From the time I was 14 to now (I’m currently 22), I feel like I have changed so much. Eight years passed in the blink of an eye, but in that time I experienced and learned a lot. I look back at the way I handled things in high school and I get upset with myself. When I was younger, I let other people control how I felt and, sometimes, even how I acted. I let people treat me poorly because I didn’t want to lose their friendship or I didn’t want a relationship to end.
I let people make me believe that my ideas and my interests were dumb. I let people influence the music I listened to. I let people have control over what decisions I made. I never left my house without wearing makeup. Then I dated a guy who convinced me makeup made me “fake” and I looked better without it. Now that I’m older, I realize I shouldn’t care what people think. To be quite frank, I really couldn’t care less what others think now, and it’s an incredibly freeing feeling.

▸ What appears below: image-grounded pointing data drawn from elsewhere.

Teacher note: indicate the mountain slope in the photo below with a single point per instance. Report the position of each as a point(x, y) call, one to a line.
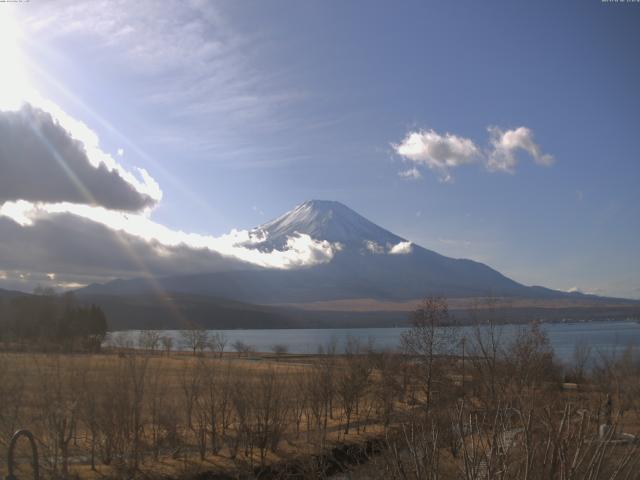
point(371, 263)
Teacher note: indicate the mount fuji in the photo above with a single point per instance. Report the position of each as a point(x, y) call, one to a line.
point(368, 262)
point(371, 278)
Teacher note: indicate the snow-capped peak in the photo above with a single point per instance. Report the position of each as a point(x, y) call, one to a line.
point(327, 220)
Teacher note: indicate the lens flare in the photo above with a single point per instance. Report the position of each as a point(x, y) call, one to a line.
point(14, 82)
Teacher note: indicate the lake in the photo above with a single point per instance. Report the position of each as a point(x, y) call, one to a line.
point(606, 337)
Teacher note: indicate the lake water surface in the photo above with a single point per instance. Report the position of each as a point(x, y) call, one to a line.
point(605, 337)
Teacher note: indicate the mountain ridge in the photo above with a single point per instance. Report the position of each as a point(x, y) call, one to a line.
point(366, 264)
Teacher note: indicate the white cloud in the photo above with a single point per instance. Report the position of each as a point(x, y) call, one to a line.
point(43, 161)
point(402, 248)
point(298, 251)
point(410, 174)
point(443, 153)
point(505, 144)
point(374, 247)
point(438, 152)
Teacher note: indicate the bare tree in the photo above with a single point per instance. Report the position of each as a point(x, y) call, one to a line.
point(195, 338)
point(431, 334)
point(167, 344)
point(149, 340)
point(218, 343)
point(242, 348)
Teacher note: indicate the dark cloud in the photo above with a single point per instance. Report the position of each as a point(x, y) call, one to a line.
point(41, 162)
point(73, 247)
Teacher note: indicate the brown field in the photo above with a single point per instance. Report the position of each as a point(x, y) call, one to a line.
point(502, 411)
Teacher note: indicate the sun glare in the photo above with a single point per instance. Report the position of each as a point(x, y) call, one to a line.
point(14, 84)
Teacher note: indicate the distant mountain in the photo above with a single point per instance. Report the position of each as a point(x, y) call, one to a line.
point(371, 263)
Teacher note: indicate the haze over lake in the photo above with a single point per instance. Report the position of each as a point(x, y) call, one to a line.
point(603, 337)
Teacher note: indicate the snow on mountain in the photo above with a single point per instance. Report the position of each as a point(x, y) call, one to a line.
point(333, 222)
point(369, 262)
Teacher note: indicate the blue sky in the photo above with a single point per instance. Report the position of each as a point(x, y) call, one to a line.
point(241, 110)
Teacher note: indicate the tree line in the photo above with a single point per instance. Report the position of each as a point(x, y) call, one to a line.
point(444, 406)
point(49, 321)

It took a lot of time for me to get here, but maybe that’s because it comes with age. My best friend and I always laugh about things that happened to us in high school. We get angry at our younger selves because if we had the mindset then that we do now, things would have been so different. But I guess you live and you learn. I’ve learned that my interests and my quirks are what make me who I am. I no longer care that I’m the only one who laughs when I quote The Office or FRIENDS. I don’t care that I look like a crazy lady when I’m driving down the street jamming to One Direction. I don’t even care if someone sees my crying in my car before class when I’m having a particularly rough day.

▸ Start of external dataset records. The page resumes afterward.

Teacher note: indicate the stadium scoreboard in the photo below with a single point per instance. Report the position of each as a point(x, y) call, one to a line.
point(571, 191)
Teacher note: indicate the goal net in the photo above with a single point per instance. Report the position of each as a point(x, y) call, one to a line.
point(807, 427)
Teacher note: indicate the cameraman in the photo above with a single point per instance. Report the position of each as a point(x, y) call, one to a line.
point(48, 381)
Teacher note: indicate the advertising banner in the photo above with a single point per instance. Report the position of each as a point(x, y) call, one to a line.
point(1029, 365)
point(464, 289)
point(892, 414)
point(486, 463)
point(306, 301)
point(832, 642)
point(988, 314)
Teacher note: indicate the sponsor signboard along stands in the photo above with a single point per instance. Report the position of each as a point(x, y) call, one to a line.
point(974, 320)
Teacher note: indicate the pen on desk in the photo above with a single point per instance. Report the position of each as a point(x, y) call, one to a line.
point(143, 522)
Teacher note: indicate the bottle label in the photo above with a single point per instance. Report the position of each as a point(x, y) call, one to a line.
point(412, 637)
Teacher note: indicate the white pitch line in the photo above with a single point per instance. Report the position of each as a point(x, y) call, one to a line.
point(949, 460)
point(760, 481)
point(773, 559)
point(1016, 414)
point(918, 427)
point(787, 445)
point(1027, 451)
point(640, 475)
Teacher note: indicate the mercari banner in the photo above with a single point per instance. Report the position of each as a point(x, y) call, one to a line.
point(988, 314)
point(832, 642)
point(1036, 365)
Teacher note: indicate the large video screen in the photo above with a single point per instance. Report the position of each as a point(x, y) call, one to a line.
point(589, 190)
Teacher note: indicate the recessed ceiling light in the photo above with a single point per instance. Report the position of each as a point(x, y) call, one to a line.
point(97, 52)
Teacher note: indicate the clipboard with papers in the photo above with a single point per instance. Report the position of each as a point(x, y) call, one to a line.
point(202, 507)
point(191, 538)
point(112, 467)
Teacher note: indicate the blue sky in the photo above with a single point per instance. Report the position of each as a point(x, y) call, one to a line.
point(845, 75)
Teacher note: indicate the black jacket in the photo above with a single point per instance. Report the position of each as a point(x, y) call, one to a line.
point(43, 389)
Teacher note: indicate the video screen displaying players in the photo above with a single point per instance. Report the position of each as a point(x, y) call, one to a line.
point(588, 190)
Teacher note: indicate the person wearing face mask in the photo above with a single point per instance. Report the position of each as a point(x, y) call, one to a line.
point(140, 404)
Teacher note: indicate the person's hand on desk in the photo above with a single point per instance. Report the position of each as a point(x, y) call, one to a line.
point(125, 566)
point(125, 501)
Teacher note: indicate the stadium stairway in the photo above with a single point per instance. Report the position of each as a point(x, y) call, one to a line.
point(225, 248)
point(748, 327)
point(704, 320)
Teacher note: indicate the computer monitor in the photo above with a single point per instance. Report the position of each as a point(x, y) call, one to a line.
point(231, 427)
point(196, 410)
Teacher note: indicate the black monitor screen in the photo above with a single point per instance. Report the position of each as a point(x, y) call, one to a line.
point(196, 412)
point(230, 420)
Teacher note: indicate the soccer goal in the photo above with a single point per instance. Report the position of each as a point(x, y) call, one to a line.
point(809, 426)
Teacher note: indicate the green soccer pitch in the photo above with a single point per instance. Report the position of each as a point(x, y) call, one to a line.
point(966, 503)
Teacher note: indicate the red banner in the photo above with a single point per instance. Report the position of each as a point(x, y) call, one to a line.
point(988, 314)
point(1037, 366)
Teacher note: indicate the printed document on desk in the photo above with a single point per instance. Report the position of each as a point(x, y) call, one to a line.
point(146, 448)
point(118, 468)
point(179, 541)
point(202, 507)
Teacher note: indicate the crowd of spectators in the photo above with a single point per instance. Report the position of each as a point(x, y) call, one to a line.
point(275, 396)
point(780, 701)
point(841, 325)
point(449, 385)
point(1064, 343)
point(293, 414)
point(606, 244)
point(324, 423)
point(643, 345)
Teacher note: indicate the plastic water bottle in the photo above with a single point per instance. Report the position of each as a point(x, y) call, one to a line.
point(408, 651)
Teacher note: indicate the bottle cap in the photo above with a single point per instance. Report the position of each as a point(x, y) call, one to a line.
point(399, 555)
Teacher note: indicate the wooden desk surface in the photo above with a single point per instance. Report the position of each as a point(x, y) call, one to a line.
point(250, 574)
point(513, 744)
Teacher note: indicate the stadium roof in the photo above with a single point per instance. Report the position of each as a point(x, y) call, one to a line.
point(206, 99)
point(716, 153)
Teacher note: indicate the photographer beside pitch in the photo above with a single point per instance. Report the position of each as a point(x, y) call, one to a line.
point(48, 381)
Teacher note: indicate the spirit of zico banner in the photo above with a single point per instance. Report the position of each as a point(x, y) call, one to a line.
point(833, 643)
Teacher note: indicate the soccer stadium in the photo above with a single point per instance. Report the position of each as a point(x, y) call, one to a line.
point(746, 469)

Everyone is unique and has their own interests and traits that make them who they are. How boring would the world be if we all only liked the “cool” or “popular” things? If it makes you happy, then that’s really all that matters. I know the term “guilty pleasure” is never intended to be a negative thing, but I really hate it. Unless it’s hurting others or illegal or something you know you shouldn’t be doing, why should you feel bad for enjoying it? Nothing that brings you happiness should be associated with guilt.

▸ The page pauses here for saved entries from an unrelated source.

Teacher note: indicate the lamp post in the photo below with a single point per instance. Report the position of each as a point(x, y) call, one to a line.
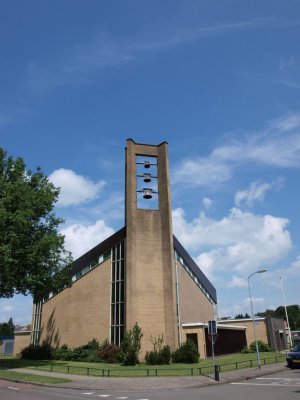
point(286, 314)
point(260, 271)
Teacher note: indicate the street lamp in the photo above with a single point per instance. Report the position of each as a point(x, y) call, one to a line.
point(286, 314)
point(260, 271)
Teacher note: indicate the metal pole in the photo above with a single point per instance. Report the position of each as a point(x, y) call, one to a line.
point(252, 314)
point(213, 355)
point(286, 314)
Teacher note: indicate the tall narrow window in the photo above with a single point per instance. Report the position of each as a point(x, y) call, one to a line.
point(36, 329)
point(117, 295)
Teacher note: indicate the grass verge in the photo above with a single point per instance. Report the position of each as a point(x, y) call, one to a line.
point(227, 363)
point(32, 377)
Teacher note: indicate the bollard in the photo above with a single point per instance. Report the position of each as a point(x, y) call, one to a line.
point(217, 377)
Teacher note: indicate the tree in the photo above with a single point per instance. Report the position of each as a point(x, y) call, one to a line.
point(293, 312)
point(242, 316)
point(32, 255)
point(131, 346)
point(7, 328)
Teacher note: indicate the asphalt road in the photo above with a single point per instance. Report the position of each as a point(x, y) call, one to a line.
point(282, 385)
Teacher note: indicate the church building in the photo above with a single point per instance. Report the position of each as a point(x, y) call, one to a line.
point(139, 274)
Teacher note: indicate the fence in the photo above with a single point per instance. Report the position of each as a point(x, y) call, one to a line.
point(137, 371)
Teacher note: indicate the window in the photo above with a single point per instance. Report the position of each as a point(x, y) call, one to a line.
point(117, 294)
point(36, 328)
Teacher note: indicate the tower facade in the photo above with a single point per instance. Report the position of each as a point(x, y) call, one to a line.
point(150, 272)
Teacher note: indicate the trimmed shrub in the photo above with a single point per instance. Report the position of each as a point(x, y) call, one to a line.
point(108, 352)
point(187, 353)
point(39, 352)
point(130, 346)
point(159, 357)
point(246, 350)
point(261, 346)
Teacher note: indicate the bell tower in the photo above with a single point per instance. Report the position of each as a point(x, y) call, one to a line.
point(150, 272)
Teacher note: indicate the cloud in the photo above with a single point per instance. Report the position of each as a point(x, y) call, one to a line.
point(7, 308)
point(235, 244)
point(75, 189)
point(237, 282)
point(80, 238)
point(206, 203)
point(257, 300)
point(255, 192)
point(278, 145)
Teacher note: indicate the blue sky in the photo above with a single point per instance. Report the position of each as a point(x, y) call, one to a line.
point(218, 80)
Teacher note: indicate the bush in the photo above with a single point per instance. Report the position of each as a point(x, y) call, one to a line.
point(261, 346)
point(39, 352)
point(187, 353)
point(130, 346)
point(159, 357)
point(62, 353)
point(108, 352)
point(246, 350)
point(160, 354)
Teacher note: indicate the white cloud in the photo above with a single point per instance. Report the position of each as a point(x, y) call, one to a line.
point(206, 202)
point(277, 145)
point(74, 188)
point(80, 238)
point(255, 192)
point(237, 282)
point(256, 300)
point(7, 308)
point(237, 243)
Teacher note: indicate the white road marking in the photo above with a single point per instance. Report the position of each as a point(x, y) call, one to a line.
point(281, 379)
point(263, 384)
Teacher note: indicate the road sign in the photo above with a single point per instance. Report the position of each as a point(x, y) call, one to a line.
point(212, 327)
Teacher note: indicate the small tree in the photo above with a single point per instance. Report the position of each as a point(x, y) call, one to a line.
point(186, 353)
point(7, 328)
point(131, 346)
point(160, 354)
point(32, 255)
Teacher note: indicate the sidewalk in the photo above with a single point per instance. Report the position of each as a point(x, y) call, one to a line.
point(105, 383)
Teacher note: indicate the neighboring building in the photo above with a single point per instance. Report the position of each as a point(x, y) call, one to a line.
point(295, 337)
point(6, 345)
point(139, 274)
point(22, 337)
point(269, 330)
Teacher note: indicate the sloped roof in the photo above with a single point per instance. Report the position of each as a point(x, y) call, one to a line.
point(101, 248)
point(195, 269)
point(118, 236)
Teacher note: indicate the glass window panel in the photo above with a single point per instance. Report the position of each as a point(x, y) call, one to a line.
point(122, 291)
point(122, 314)
point(122, 270)
point(117, 336)
point(122, 249)
point(117, 292)
point(113, 294)
point(118, 271)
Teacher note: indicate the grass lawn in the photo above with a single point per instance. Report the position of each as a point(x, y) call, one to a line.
point(229, 362)
point(32, 377)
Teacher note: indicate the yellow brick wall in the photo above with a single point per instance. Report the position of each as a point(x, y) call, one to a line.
point(81, 311)
point(22, 340)
point(200, 331)
point(194, 305)
point(260, 328)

Growing up can be really awkward in general, regardless of age. But eventually, you reach a point where you realize the only opinion of you that matters is your own. If you don’t like something about yourself, then by all means change it. But make sure the decisions you make are for yourself. The earlier I would have learned that, the earlier I would have learned to love myself. People are going to find a way to label you, no matter what. But if you’re happy, that’s the only label that matters.